WARNING: GRAPHIC CONTENT
There is an empty chair in the middle of the back row of the jury in courtroom 13, upstairs in the High Court at Auckland, in the trialof a man accused of murdering a baby. It’s a vacant lot which operates as a silent, constant reminder of anguish at the death of Chance Aipolani-Nielson, aged 10 months.
One of the jurors was excused from duty on Monday after being reduced to tears. Next week, the remaining 11 will be tasked with determining the verdict for Boston Liam Wilson, 23, who has only ever been described in the trial by people who know him as decent, gentle, protective.
“One of the most severe brain injuries I’ve ever seen,” said a paediatric radiologist. Another medical expert called by the prosecution, a Scottish neuropathologist appearing on video link from his home in Edinburgh, was asked whether something had happened to Chance to cause a cardiovascular collapse. Yes, he said. What was that, he was asked. “The skull fracture”, he said, speaking in a broad Scottish accent, “tells us that the head has clearly bashed against something.”
Police arrested and charged Wilson with murder. He is pleading not guilty. There are undisputed facts.
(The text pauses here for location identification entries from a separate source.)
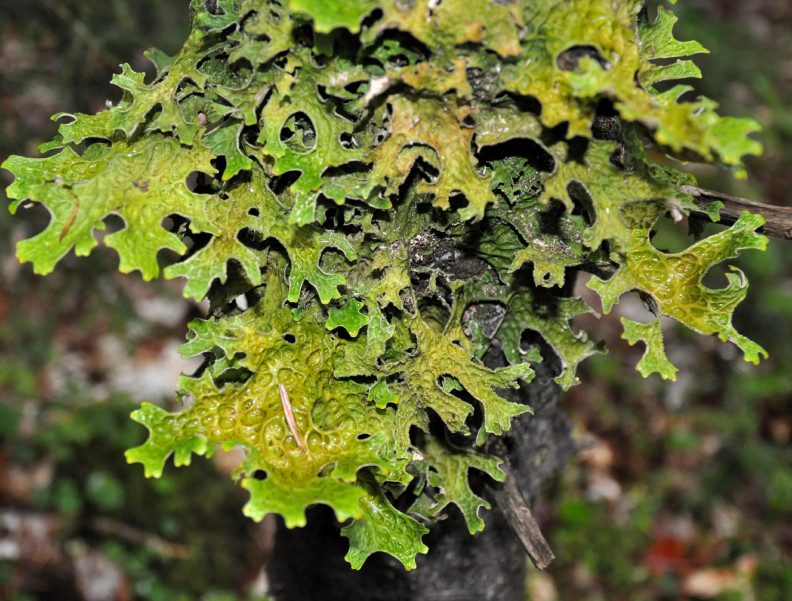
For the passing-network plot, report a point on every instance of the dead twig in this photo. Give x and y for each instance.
(521, 519)
(778, 220)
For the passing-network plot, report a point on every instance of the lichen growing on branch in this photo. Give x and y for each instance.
(399, 188)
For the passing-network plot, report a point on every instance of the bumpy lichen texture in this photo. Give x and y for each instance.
(399, 188)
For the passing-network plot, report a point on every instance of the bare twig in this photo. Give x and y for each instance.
(778, 220)
(522, 521)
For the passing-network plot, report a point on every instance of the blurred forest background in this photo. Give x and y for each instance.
(685, 491)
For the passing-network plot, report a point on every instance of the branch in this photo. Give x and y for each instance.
(522, 521)
(778, 220)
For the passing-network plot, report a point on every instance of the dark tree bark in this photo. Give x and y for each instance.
(308, 562)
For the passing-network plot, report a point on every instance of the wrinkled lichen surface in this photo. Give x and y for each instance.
(399, 187)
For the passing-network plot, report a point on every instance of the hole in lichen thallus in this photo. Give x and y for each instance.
(569, 59)
(533, 153)
(299, 133)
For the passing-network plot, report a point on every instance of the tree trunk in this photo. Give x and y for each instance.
(308, 562)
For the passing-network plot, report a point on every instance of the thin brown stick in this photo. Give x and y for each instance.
(522, 521)
(778, 220)
(287, 410)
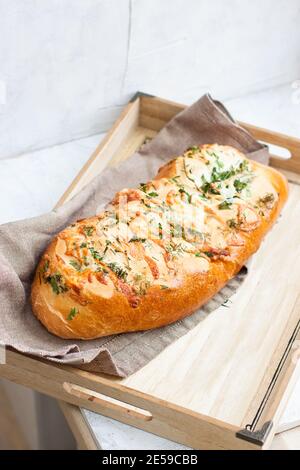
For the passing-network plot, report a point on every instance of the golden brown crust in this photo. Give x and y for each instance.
(92, 303)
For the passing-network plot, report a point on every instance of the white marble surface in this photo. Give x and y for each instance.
(32, 183)
(68, 66)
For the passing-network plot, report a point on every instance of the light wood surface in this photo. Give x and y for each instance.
(212, 382)
(78, 426)
(11, 434)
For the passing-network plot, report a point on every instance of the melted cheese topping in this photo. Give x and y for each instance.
(172, 226)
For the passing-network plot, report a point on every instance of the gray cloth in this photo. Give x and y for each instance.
(22, 243)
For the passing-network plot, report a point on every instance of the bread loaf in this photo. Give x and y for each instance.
(160, 251)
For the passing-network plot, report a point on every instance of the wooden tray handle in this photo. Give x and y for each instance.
(106, 402)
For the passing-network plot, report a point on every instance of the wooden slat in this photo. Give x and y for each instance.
(78, 426)
(169, 421)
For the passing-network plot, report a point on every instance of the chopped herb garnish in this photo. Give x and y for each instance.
(75, 264)
(73, 312)
(183, 191)
(268, 198)
(225, 205)
(88, 230)
(95, 254)
(120, 272)
(57, 283)
(232, 223)
(143, 187)
(240, 185)
(137, 239)
(46, 266)
(160, 233)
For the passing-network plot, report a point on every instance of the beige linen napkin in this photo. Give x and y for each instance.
(22, 243)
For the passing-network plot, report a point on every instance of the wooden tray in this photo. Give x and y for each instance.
(225, 383)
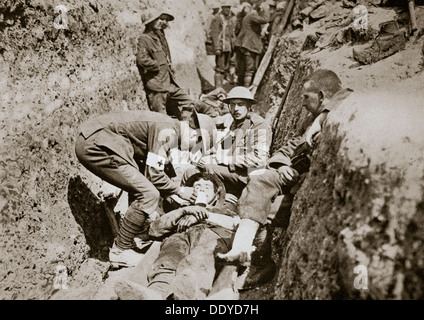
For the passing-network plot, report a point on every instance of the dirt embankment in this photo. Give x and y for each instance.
(51, 80)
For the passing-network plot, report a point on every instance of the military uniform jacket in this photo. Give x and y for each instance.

The baby was home alone with his uncle at a house in Birkdale on Auckland’s North Shore on December 15, 2021. Chance suffered blunt force trauma to his head. He died two days later at Auckland’s Starship hospital. Scans of his fractured skull showed a 3cm depression. Other imaging showed a massively swollen brain.
The when and where it happened is also undisputed but the most crucial issue — what actually happened, and how it actually happened — has occupied the central argument in courtroom 13.
There have been references to Chance having been “thrown”; other times they said he was “struck”.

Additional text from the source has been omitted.